La rivière Eure, qui à ce stade se divise en trois branches, est traversée par plusieurs ponts, dont certains anciens, et est bordée par endroits par les vestiges des anciennes fortifications, dont la porte Guillaume (XIVe siècle), une passerelle flanquée par tours, est le spécimen le plus complet. Les rues étroites et raides de la vieille ville contrastent avec les larges boulevards ombragés qui l'encerclent et la séparent de la banlieue.

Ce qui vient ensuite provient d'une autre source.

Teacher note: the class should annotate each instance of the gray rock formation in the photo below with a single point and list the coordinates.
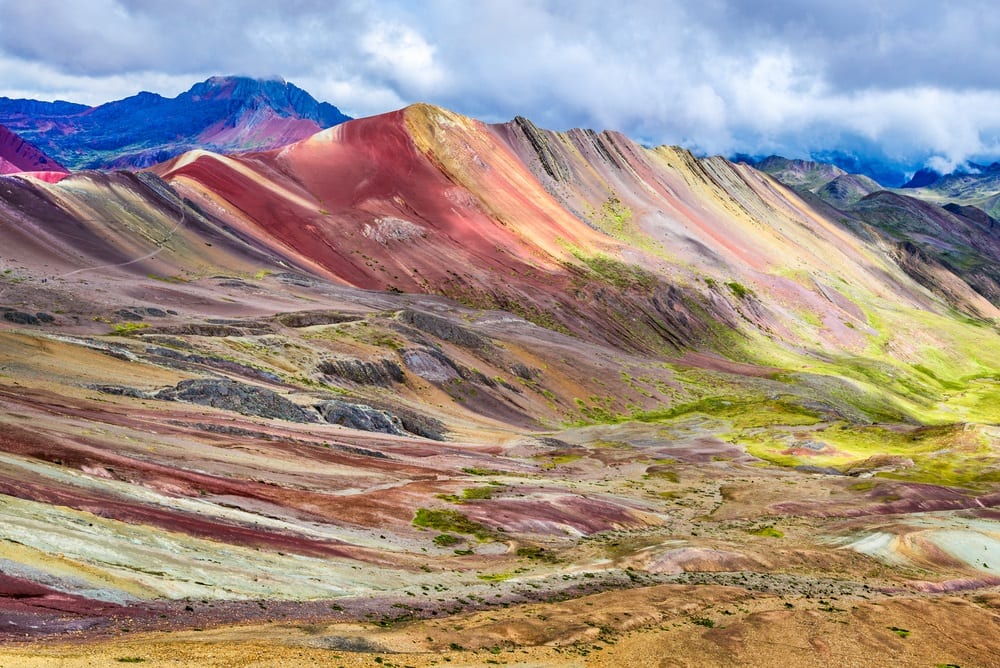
(360, 416)
(232, 396)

Chartres est un lieu de pèlerinage chrétien depuis le Moyen Âge. Le poète Charles Péguy (1873-1914) a relancé la route de pèlerinage entre Paris et Chartres avant la Première Guerre mondiale. Après la guerre, certains étudiants ont poursuivi le pèlerinage en sa mémoire. Depuis les années 80, l'association Notre-Dame de Chrétienté, avec des bureaux à Versailles, organise à pied le pèlerinage annuel de 100 km de la cathédrale Notre-Dame de Paris à la cathédrale Notre-Dame de Chartres. Environ 15 000 pèlerins, pour la plupart des jeunes familles de toute la France, participent chaque année.

Remarques

  1. ↑ Vue latérale de Saint-Pierre www.wannabi.com. Récupéré le 5 février 2008.

Les références

  • Favier, Jean. Le monde de Chartres. Henry N. Abrams, 1990. ISBN 0-8109-1796-3
  • James, John. Les Maîtres Maçons de Chartres. West Grinstead Publications, 1990. ISBN 0646008056
  • -. Les entrepreneurs de Chartres. Mandorla; Nouvelle édition Ed, 1981. ISBN 978-0959600537
  • Markale, Jean. Cathédrale de la Vierge Noire: les druides et les mystères de Chartres. Inner Traditions, 2004. ISBN 978-1594770204
  • Miller, Malcolm. Cathédrale de Chartres. Riverside Book Company, 1997. ISBN 1878351540
  • Strachan, Gordon et Oliver Perceval. Chartres: géométrie sacrée, espace sacré. Floris Books, 2003. ISBN 978-0863153912

Liens externes

Tous les liens ont été récupérés le 7 février 2017.